Il pane di montagna di sant’Antonio
Nei miei viaggi dietro alla devozione antoniana ho sempre trovato il pane. Ho visto i frati di Istanbul distribuirlo ai rifugiati della Siria e alla gente rom. A Messina, a fine Ottocento, una donna promise al Santo di donare il pane se sfuggiva al contagio del colera: oggi i padri rogazionisti di quella città, nel nome di Antonio, danno cibo a centinaia di persone e rivendicano, con orgoglio, di aver ripreso per primi la tradizione del «pane». A Tolone, in Francia, in quegli stessi anni, il miracolo fu più terreno: una porta che non si apriva, un fabbro che voleva sfondarla, una donna che implorò l’aiuto del Santo. La stessa promessa: il dono del pane. Antonio ebbe a cuore anche il piccolo problema della donna. La porta si aprì. E lei mantenne il suo impegno verso la gente più povera.

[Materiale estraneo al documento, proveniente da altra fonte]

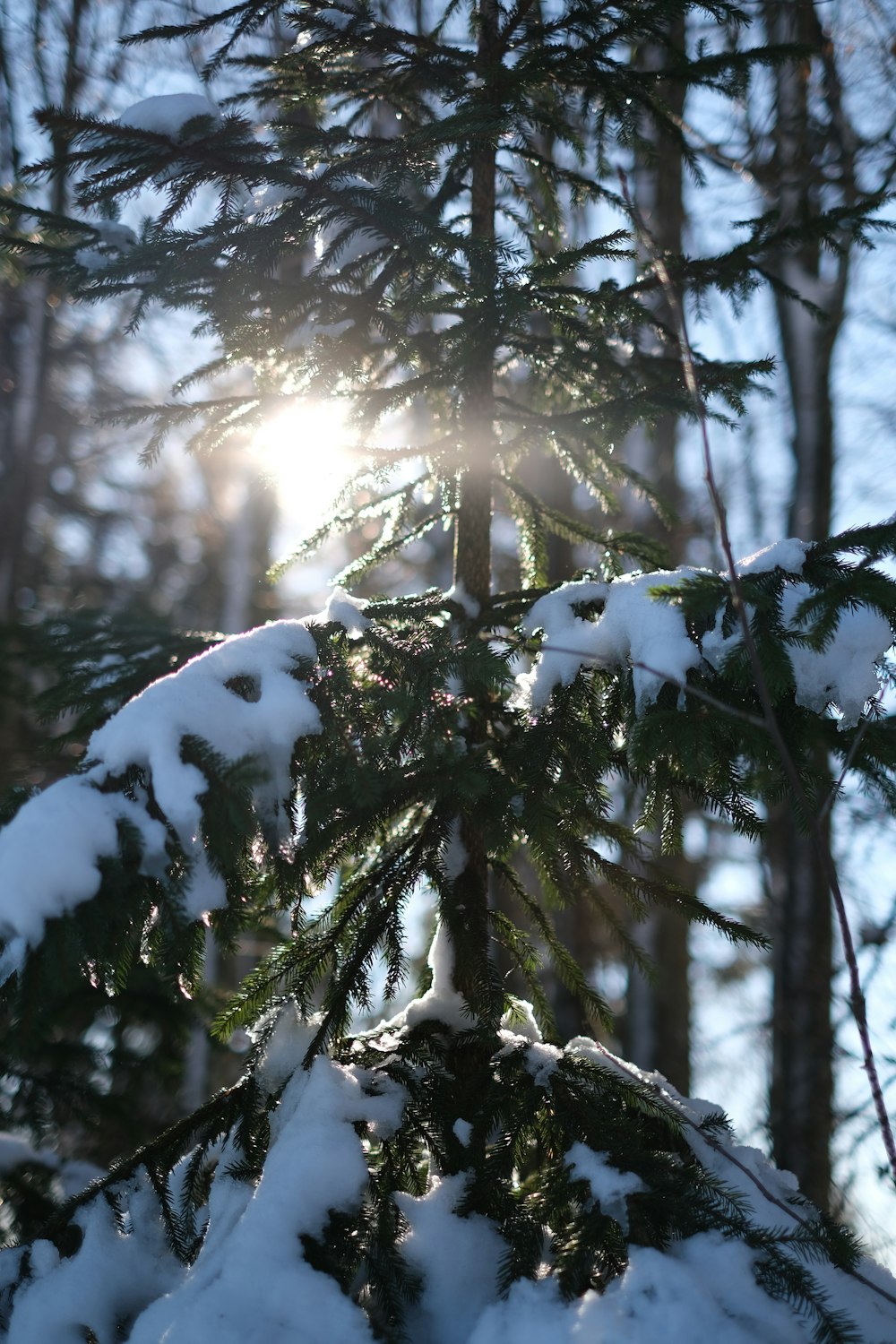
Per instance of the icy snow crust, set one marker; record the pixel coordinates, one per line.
(168, 113)
(250, 1282)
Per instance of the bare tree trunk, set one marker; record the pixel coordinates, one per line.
(473, 531)
(657, 1021)
(813, 152)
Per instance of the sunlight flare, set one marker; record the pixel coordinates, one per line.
(306, 454)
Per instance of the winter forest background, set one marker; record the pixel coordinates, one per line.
(105, 561)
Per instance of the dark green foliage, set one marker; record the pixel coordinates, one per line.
(373, 271)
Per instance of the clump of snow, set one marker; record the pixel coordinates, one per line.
(468, 604)
(457, 1257)
(608, 1185)
(462, 1129)
(265, 201)
(649, 633)
(440, 1003)
(441, 1000)
(519, 1021)
(844, 672)
(520, 1031)
(788, 556)
(250, 1279)
(697, 1289)
(203, 699)
(634, 628)
(241, 698)
(346, 610)
(50, 857)
(110, 236)
(285, 1046)
(167, 115)
(110, 1279)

È una storia antica, questa del pane. Erano gli anni in cui si stava costruendo la basilica di Padova, il Santo era morto da poco. Avvenne una tragedia: un bambino, meno di due anni, stava giocando attorno a un mastello d’acqua. Inciampò, cadde a testa in giù e annegò. La madre non aveva più lacrime, poteva solo pregare. Arrivarono i frati, la preghiera fu profonda, disperata. Il bambino ritrovò la vita. Fu questa donna a donare tanto grano quanto era il peso di suo figlio. Cominciò così una storia di misericordia che ancor oggi è ben viva.

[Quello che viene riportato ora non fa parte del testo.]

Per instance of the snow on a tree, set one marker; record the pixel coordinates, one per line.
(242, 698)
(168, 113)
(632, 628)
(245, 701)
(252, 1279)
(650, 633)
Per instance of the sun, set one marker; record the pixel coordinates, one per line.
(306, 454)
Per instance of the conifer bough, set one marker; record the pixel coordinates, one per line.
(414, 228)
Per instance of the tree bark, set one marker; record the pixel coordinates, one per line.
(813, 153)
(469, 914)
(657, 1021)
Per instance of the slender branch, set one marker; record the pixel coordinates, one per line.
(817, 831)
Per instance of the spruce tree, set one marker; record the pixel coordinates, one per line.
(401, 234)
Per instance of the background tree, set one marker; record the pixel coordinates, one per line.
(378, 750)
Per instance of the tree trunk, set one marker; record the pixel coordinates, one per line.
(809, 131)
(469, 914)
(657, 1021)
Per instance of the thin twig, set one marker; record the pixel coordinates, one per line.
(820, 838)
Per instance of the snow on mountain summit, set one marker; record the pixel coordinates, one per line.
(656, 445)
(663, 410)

Per il giorno del Santo, 13 di giugno, torno a Rotonda, paese del Pollino lucano. So che Mario, nel suo forno casalingo, con l’immagine del Santo alle spalle, i volti delle Madonne e la foto della squadra di calcio più amata, sta impastando la farina per ottenere i pani di Antonio, patrono del paese. Il suo giorno è la grande festa di Rotonda. Don Stefano benedirà questi pani in montagna. Sarà un cibo felice.